The purpose and intent of our wiretapping laws comes from a recognition that technology makes it possible for us to be overheard through small, often invisible devices even when no other humans are around, which has the potential for enormous disruption and abuse. Does anybody want to live in a country where we have to constantly look around us wondering whether there’s a live mic picking up what we’re saying?
But context is everything, and blanket audio surveillance is legally problematic, susceptible to abuse, and something that no rational American should want to become widespread.
Under the logic of “you have no privacy in public places,” the government could string hidden microphones throughout our national parks, and if you’re hiking through the wilderness alone with a lover or a friend, it would be totally legitimate for you to be recorded. But in a place like a city hall or district attorney’s office, sites of perpetual political, legal, and personal dramas, there are certainly more urgently private conversations than in the average public space. And there would also be more incentives in those places to eavesdrop on such conversations.

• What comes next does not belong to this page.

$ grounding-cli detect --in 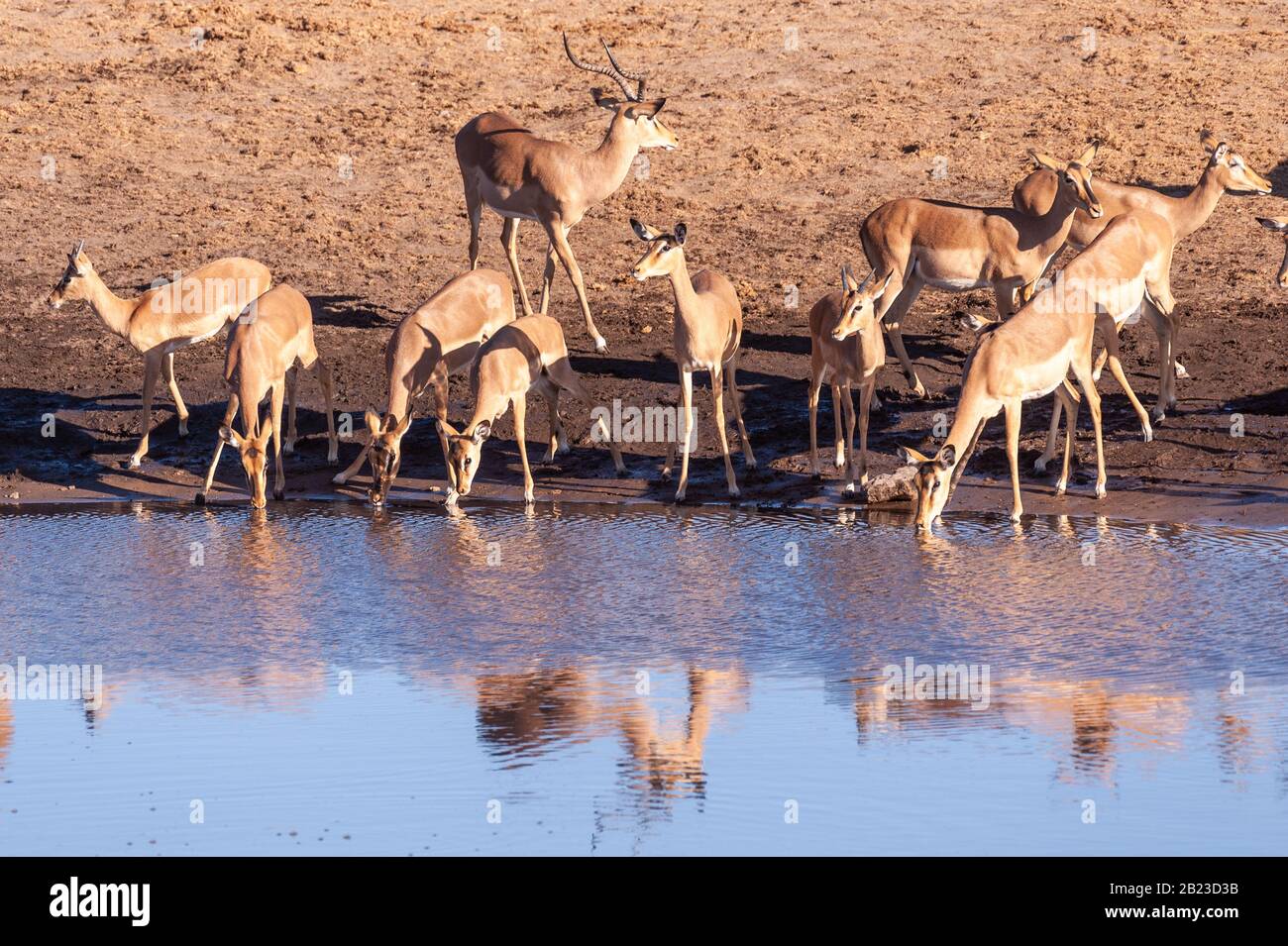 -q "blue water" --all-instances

There are also significant questions about the security rationale for putting mics in public places. What, exactly, are the circumstances when audio surveillance proves important in providing security? Anybody can come up with movie-plot scenarios, but how serious are those situations, how frequently do they arise, and how crucial are audio recordings when they do? If somebody starts becoming disruptive and verbally abusive, for example, anybody present is free to take out their cellphone and start recording the situation — the ACLU has defended people’s right to do just that in numerous cases from across the country. How much does a ceiling microphone, recording 24/7 including when few people are around, really help security in such a situation?
Obviously, there are plenty of spaces in a building like a city hall where it’s legitimate for recording to take place. City council meetings or other public events are often recorded and broadcast, and such chambers often contain microphones (though even there they shouldn’t be turned on unless, through context or sign, that is obvious to everyone). Reporters interview people. But context is everything, and blanket audio surveillance is legally problematic, susceptible to abuse, and something that no rational American should want to become widespread.